Kintyre ist grün: grüne Wiesen, grüne Wälder, dazwischen fliederfarbener Rhododendron und gelber Ginster, ab und an ein Haus. Wie erwartet ziehe ich den Fleece auf halber Höhe des Anstiegs aus. Auf der anderen Seite der Halbinsel wird es feucht. Irgendwas zwischen Wolken und leichtem Niesel. Jedenfalls zu wenig für die Regen Klamotten. Noch. Irgendwann hat der Regen dann ein Stadium erreicht, dass es zu wenig ist, die Regensachen anzuziehen, aber zuviel, um sie nicht bereits angezogen zu haben.

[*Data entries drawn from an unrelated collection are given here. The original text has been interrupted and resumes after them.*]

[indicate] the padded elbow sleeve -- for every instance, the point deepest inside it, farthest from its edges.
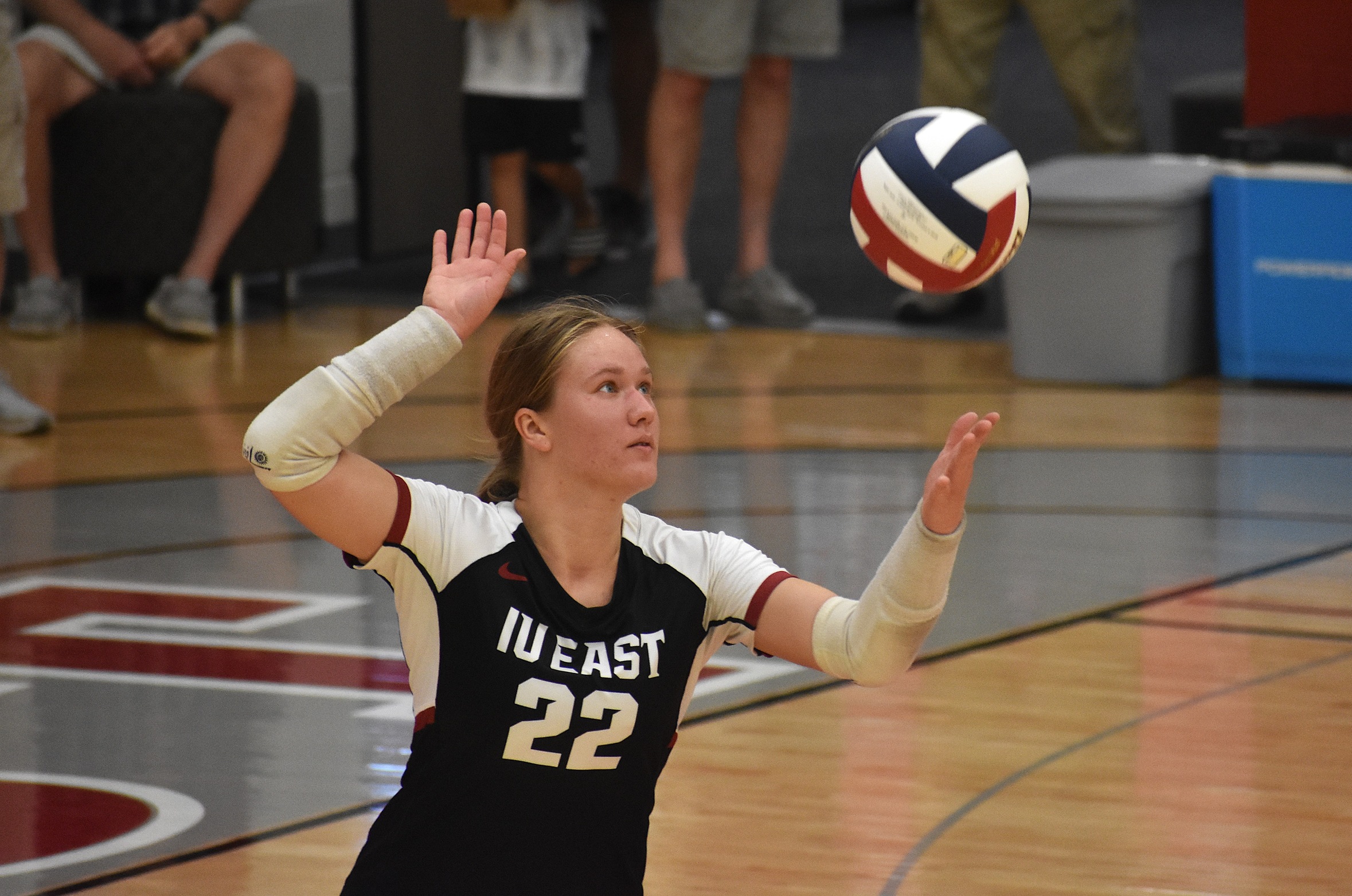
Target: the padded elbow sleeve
(298, 438)
(874, 640)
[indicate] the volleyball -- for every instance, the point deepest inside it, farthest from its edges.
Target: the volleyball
(940, 201)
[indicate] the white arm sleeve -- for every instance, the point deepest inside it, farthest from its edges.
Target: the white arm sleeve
(874, 640)
(298, 438)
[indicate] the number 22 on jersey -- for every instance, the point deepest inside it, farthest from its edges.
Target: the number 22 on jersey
(559, 715)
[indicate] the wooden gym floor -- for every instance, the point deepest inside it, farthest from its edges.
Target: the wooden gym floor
(1186, 741)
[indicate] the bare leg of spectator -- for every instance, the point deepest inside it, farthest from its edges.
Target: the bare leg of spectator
(257, 87)
(507, 191)
(761, 139)
(675, 130)
(633, 71)
(583, 247)
(52, 87)
(18, 415)
(760, 294)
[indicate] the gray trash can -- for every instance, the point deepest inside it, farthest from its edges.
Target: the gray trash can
(1112, 283)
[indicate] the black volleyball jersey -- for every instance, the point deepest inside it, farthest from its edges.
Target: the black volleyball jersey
(542, 725)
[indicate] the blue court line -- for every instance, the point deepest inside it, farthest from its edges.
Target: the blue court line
(909, 861)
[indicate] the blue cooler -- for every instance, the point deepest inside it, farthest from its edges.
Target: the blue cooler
(1283, 271)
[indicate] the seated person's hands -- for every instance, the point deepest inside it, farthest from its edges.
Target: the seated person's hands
(171, 44)
(119, 58)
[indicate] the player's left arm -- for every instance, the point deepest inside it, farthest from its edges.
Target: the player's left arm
(875, 638)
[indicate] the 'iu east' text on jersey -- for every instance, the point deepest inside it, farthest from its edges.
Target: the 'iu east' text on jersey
(542, 725)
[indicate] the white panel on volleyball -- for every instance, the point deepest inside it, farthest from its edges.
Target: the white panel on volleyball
(908, 217)
(937, 138)
(991, 183)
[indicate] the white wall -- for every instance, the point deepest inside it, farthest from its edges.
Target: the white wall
(316, 37)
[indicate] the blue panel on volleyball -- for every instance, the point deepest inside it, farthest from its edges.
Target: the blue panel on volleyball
(1283, 272)
(933, 190)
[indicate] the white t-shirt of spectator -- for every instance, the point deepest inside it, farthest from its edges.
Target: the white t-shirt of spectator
(538, 53)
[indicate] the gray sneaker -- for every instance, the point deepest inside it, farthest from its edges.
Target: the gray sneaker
(184, 308)
(45, 306)
(678, 304)
(19, 415)
(767, 298)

In Tarbert treffe ich Werner am Coop wieder, wo wir beide unsere Vorräte aufstocken. Weil es wirklich ungemütlich ist, gehen wir dann noch einen Kaffee trinken. Er beschreibt mir nochmal seine Route und als ich sehe, dass die auch mir sowohl Strecke als auch Höhe ersparen würde, beschließen wir spontan, den Tag gemeinsam zu fahren. Ich lasse Werner vorfahren und stelle überrascht fest, dass ich Aufstiege immer noch zu ambitioniert angehe, dabei meine ich mich zu bremsen. Werner geht sie noch geruhsamer an und das macht auch meinen Tag viel entspannter!
Über A- und B-Straßen, alle mit erträglichem Verkehr, fahren wir am West Loch Tarbert vorbei. Irgendwann hat sich das Wetter entschlossen, es mit dem Regen genug sein zu lassen und mal wieder die Sonne hervor zu holen. Herrlich, wie die Landschaft in regensatten Farben aufleuchtet!

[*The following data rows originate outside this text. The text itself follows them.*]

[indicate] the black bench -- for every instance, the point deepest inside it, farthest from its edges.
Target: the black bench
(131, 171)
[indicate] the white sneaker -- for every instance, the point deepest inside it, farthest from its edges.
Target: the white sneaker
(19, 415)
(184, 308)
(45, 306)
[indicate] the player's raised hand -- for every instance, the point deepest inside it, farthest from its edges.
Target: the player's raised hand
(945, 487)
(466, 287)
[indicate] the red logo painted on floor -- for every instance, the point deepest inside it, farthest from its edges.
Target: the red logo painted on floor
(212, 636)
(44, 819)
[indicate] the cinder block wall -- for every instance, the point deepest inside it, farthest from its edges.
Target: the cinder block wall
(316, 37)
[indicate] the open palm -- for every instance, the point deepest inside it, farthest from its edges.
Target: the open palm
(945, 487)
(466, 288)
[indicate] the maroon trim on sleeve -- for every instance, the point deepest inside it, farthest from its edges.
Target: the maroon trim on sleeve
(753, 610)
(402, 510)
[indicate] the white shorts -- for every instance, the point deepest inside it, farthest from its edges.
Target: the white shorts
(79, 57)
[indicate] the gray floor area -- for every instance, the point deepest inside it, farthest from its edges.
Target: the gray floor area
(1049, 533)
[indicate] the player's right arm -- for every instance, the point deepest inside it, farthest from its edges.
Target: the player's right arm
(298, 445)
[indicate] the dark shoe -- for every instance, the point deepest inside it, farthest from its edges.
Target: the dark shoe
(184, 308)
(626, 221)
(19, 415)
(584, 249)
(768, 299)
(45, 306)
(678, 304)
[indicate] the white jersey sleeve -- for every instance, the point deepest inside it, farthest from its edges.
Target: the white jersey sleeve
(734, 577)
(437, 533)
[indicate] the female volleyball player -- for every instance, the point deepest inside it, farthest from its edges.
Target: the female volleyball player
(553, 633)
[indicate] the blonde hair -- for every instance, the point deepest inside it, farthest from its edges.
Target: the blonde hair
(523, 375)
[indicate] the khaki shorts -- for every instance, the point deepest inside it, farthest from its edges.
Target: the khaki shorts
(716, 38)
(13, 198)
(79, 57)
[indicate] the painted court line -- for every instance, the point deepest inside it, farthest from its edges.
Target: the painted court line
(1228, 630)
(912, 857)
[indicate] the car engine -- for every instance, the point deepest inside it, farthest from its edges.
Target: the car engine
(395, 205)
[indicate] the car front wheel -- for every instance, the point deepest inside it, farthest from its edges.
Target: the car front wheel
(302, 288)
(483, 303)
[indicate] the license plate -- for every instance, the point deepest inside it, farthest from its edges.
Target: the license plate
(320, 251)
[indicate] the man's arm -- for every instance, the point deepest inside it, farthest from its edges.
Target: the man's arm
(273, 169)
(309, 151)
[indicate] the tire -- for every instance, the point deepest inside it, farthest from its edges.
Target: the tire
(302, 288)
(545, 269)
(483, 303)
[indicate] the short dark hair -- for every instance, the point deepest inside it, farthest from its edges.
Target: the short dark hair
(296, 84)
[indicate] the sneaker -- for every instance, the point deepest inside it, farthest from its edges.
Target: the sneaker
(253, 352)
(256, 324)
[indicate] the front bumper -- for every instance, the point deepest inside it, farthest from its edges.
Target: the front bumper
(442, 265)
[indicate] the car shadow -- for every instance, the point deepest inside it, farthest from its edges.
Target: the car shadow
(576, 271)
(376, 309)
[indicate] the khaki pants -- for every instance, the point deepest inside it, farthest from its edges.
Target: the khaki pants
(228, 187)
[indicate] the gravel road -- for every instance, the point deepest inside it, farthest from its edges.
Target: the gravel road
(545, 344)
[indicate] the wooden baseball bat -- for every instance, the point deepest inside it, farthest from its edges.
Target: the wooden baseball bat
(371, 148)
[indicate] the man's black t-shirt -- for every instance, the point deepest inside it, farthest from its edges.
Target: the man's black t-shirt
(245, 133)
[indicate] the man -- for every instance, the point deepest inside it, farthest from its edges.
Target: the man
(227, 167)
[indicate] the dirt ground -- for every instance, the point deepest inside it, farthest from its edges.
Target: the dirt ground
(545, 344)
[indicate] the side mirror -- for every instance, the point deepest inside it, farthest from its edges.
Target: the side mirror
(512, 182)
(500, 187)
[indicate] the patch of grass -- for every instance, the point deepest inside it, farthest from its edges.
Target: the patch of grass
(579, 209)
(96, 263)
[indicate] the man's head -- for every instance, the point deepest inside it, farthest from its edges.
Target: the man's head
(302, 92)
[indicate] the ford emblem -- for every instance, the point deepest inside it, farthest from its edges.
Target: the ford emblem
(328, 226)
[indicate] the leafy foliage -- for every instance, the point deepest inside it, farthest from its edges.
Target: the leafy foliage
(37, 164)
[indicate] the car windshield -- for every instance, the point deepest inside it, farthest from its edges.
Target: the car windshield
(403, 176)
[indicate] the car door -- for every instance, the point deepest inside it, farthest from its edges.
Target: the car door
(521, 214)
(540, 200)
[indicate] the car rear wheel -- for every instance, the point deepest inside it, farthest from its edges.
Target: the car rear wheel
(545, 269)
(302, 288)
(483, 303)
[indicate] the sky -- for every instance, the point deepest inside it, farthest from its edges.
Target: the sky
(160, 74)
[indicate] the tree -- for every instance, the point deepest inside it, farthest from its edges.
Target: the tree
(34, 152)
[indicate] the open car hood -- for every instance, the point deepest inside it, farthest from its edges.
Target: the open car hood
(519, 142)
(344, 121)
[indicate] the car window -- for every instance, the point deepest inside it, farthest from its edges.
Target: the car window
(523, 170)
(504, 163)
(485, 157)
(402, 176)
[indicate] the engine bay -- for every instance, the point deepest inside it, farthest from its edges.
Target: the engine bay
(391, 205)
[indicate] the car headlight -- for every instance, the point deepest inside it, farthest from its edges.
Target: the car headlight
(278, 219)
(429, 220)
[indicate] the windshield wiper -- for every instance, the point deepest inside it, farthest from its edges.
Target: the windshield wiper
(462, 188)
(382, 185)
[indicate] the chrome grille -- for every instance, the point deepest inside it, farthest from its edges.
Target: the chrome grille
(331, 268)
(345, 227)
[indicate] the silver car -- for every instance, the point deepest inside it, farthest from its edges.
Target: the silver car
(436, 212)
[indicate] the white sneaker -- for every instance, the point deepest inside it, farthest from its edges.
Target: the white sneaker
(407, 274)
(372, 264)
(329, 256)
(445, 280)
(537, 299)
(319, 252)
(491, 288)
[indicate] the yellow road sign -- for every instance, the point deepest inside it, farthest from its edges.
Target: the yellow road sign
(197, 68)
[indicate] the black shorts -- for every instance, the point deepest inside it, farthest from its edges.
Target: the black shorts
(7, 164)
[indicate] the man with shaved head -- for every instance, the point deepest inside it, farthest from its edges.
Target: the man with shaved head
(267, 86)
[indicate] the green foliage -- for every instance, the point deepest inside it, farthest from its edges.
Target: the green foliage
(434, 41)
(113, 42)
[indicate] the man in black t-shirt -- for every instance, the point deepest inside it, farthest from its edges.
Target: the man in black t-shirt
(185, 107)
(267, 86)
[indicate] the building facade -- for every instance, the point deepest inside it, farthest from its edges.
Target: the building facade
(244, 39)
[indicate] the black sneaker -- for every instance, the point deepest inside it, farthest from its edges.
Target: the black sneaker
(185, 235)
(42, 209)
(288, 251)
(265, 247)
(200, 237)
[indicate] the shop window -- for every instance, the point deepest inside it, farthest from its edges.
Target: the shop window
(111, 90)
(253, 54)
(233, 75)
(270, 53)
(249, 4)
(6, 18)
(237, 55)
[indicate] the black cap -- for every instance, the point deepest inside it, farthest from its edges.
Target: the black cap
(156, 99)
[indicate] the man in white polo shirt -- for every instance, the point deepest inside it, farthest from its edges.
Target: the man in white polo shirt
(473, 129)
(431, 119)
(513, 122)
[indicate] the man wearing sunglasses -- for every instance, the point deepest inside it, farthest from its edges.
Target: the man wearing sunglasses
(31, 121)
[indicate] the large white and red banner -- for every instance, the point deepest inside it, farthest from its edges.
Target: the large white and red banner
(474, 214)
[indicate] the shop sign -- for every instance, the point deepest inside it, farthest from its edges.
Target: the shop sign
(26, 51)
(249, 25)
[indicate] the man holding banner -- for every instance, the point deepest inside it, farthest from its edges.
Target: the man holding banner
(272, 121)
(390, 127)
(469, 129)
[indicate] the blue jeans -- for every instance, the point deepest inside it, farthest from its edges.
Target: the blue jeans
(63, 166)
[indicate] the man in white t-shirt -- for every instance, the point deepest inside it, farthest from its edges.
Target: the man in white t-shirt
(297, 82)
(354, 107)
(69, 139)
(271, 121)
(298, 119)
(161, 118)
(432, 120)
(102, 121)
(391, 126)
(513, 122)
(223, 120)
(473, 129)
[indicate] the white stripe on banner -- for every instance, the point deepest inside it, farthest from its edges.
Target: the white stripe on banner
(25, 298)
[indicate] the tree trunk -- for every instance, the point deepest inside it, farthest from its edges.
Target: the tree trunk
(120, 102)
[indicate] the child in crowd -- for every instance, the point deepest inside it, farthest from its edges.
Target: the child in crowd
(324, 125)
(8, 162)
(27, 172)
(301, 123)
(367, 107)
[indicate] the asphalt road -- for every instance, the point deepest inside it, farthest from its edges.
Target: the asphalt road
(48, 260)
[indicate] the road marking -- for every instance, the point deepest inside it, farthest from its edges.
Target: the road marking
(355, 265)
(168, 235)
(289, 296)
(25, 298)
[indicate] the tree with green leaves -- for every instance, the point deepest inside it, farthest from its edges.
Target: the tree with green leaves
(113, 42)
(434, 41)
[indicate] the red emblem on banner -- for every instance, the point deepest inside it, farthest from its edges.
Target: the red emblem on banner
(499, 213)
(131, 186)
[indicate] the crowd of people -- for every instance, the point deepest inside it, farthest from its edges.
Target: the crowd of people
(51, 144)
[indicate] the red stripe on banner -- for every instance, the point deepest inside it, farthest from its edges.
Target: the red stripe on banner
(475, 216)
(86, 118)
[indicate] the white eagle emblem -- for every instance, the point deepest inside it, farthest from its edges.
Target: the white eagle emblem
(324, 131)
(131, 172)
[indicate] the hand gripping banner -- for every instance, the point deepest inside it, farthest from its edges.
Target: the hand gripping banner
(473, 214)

Dann fahren wir über eine ausgedehnte Ebene zu einem prähistorischen Monument. Spontan halten wir an. Wir sind im Kilmartin Glen, wo bronzezeitlicher Astrologen ein X-förmiges Steinmonument errichteten, dass dem Mondauf- und -untergang folgt. So eine megalithische Formation habe ich noch nie gesehen!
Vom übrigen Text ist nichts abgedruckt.